According to the payment guarantee of the letter of credit issuing bank and the request of the beneficiary, according to the provisions of the letter of credit. The bank that advances or discounts the documentary draft delivered by the beneficiary and claims reimbursement from the paying bank specified in the letter of credit (also known as the purchasing bank, bill bank and discount bank; generally the advising bank; there are limited negotiation and free negotiation
Obligations: Strictly review documents; advance or discount documentary draft; endorse letter of credit;
Rights: negotiable or not; can be processed after negotiation (Freight) documents; after negotiation, if the issuing bank goes bankrupt or refuses to pay with an excuse, the advance payment can be recovered from the beneficiary
(6) Paying/drawee bank. The bank designated for payment on a letter of credit. In most cases, the payee bank is the issuing bank.
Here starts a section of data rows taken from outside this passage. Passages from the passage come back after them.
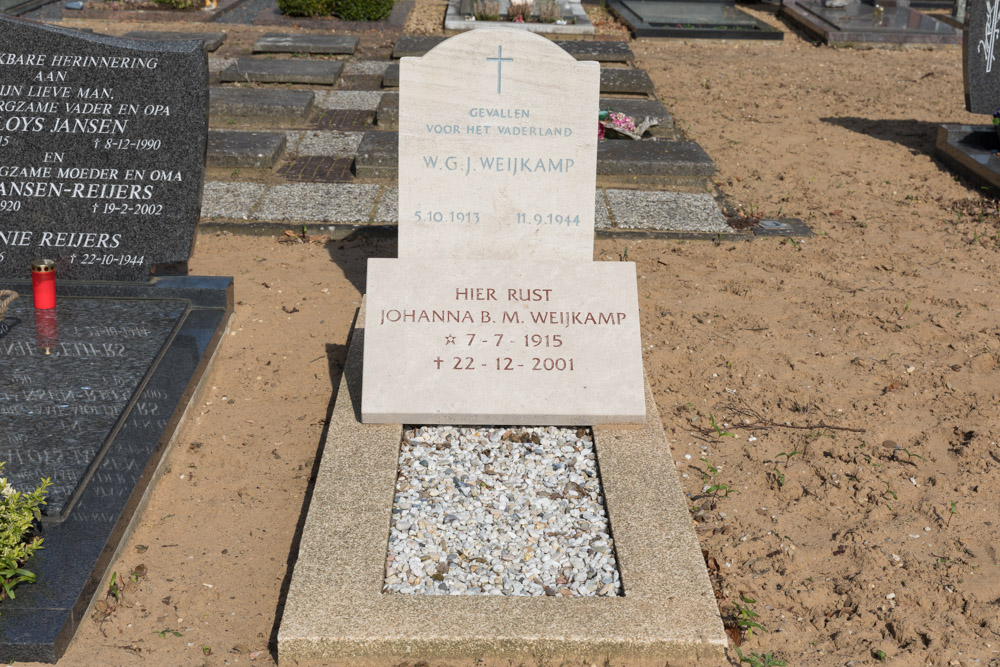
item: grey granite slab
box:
[252,183,379,223]
[374,187,399,225]
[780,0,962,46]
[392,35,635,64]
[286,130,364,157]
[0,15,208,281]
[201,181,267,220]
[354,132,399,178]
[277,306,727,666]
[600,97,674,137]
[253,32,360,56]
[375,91,399,130]
[935,125,1000,194]
[219,58,344,86]
[209,87,315,121]
[601,68,654,96]
[316,90,383,111]
[597,140,715,187]
[382,63,399,88]
[208,130,287,169]
[606,188,732,233]
[0,276,233,663]
[344,60,392,76]
[122,30,226,51]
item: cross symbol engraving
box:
[487,45,514,95]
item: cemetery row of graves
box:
[0,5,1000,664]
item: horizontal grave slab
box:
[361,259,645,425]
[122,30,226,51]
[219,58,344,86]
[207,130,288,169]
[0,277,232,662]
[209,88,316,121]
[253,33,360,56]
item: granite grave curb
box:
[278,305,727,665]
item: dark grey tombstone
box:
[0,16,208,280]
[0,16,232,662]
[962,0,1000,114]
[608,0,784,40]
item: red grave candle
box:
[31,259,56,310]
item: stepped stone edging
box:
[253,32,361,56]
[219,58,344,86]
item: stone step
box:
[253,32,360,56]
[206,130,288,169]
[208,86,316,123]
[392,35,635,65]
[601,67,653,97]
[219,58,344,86]
[354,131,715,188]
[122,30,226,51]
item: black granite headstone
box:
[0,16,208,280]
[962,0,1000,114]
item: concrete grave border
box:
[278,302,727,665]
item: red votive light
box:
[31,259,56,310]
[35,308,59,354]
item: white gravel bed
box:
[383,426,621,595]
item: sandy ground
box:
[11,3,1000,666]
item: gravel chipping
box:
[383,426,621,596]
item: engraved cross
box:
[487,45,514,95]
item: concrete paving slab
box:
[354,132,399,178]
[316,90,383,111]
[252,183,379,223]
[375,187,399,225]
[253,32,360,56]
[219,58,344,86]
[208,86,315,121]
[201,181,267,220]
[601,67,654,96]
[375,91,399,130]
[597,139,715,188]
[344,60,392,76]
[122,30,226,52]
[206,130,287,169]
[278,306,727,666]
[606,188,733,234]
[285,130,364,157]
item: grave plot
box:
[278,29,726,664]
[0,17,232,662]
[935,2,1000,189]
[780,0,962,46]
[608,0,785,40]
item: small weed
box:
[156,628,184,637]
[708,413,736,438]
[733,646,788,667]
[735,593,767,639]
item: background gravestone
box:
[399,28,600,261]
[0,16,208,280]
[962,0,1000,114]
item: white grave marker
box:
[399,28,600,261]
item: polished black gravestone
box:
[781,0,962,45]
[0,17,233,662]
[935,0,1000,194]
[0,16,208,280]
[608,0,784,40]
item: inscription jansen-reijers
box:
[0,18,207,279]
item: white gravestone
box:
[361,259,645,425]
[399,28,600,261]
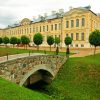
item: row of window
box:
[8,23,61,35]
[66,33,84,41]
[66,18,85,28]
[70,44,84,47]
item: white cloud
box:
[0,0,100,27]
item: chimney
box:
[38,15,41,18]
[52,11,56,15]
[44,13,47,17]
[69,6,73,10]
[59,9,64,14]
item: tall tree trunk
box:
[13,44,14,48]
[26,44,27,50]
[50,45,51,51]
[94,46,96,55]
[66,45,69,58]
[37,45,39,51]
[5,44,7,48]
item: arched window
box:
[82,18,85,26]
[81,33,84,41]
[76,33,79,40]
[66,21,69,28]
[76,19,79,27]
[71,33,74,40]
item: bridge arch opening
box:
[19,65,54,86]
[24,69,53,90]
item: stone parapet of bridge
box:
[0,55,67,86]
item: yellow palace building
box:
[0,6,100,48]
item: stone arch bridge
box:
[0,54,67,86]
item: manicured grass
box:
[0,78,51,100]
[0,48,72,56]
[44,54,100,100]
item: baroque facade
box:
[0,6,100,48]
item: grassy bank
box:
[44,54,100,100]
[0,78,51,100]
[0,47,72,56]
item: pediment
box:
[21,18,31,25]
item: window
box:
[71,33,73,40]
[76,19,79,27]
[33,27,35,32]
[59,23,61,30]
[43,26,45,32]
[81,33,84,40]
[59,35,60,39]
[76,33,79,40]
[27,28,28,33]
[81,44,84,47]
[25,29,26,34]
[66,33,68,37]
[55,24,57,30]
[40,26,41,32]
[51,25,53,31]
[75,44,78,47]
[71,20,74,28]
[82,18,85,26]
[21,29,23,34]
[70,44,73,47]
[55,35,57,38]
[36,27,38,32]
[66,21,69,28]
[47,25,48,31]
[30,28,31,33]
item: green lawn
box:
[43,54,100,100]
[0,78,51,100]
[0,48,100,100]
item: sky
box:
[0,0,100,28]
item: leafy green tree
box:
[55,37,60,55]
[17,38,21,47]
[64,37,72,56]
[33,33,43,50]
[89,30,100,55]
[21,35,30,49]
[10,37,17,48]
[47,36,54,51]
[3,36,9,47]
[0,37,3,44]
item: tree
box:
[89,30,100,55]
[21,35,30,49]
[0,37,3,44]
[10,37,17,48]
[17,38,21,47]
[33,33,43,50]
[47,36,54,51]
[55,37,60,55]
[64,37,72,56]
[3,36,9,47]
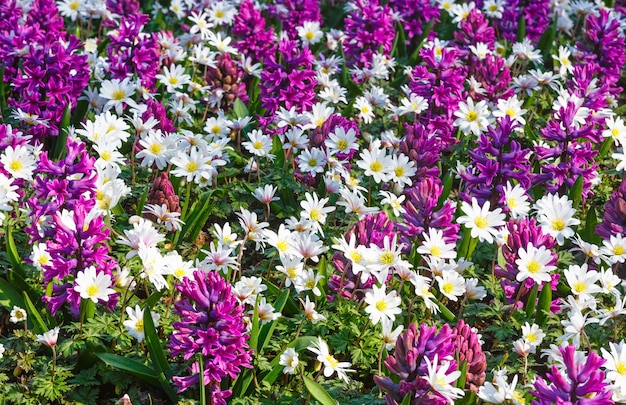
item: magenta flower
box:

The bank that pays the beneficiary for documents that comply with the letter of credit (it can be the issuing bank or another bank authorized by it).
The right to pay or not to pay; once paid, there is no right to pursue the beneficiary or the bona fide holder of the bill
(7) Confirming Bank accepts the issuing bank Entrust a bank to guarantee the letter of credit in its own name
Add "guaranteed payment"; an irrevocable firm commitment; be independently responsible for the letter of credit and pay against the document; after payment, you can only claim from the issuing bank; if If the issuing bank refuses to pay or goes out of business, it has no right to pursue recourse against the beneficiary and the negotiating bank.
(8) Accepting Bank: The bank that accepts the draft submitted by the beneficiary is also the paying bank.
(9) Reimbursement Bank is a bank (also called a clearing bank) that is entrusted by the issuing bank in the letter of credit to repay advances to the negotiating bank or paying bank on behalf of the issuing bank.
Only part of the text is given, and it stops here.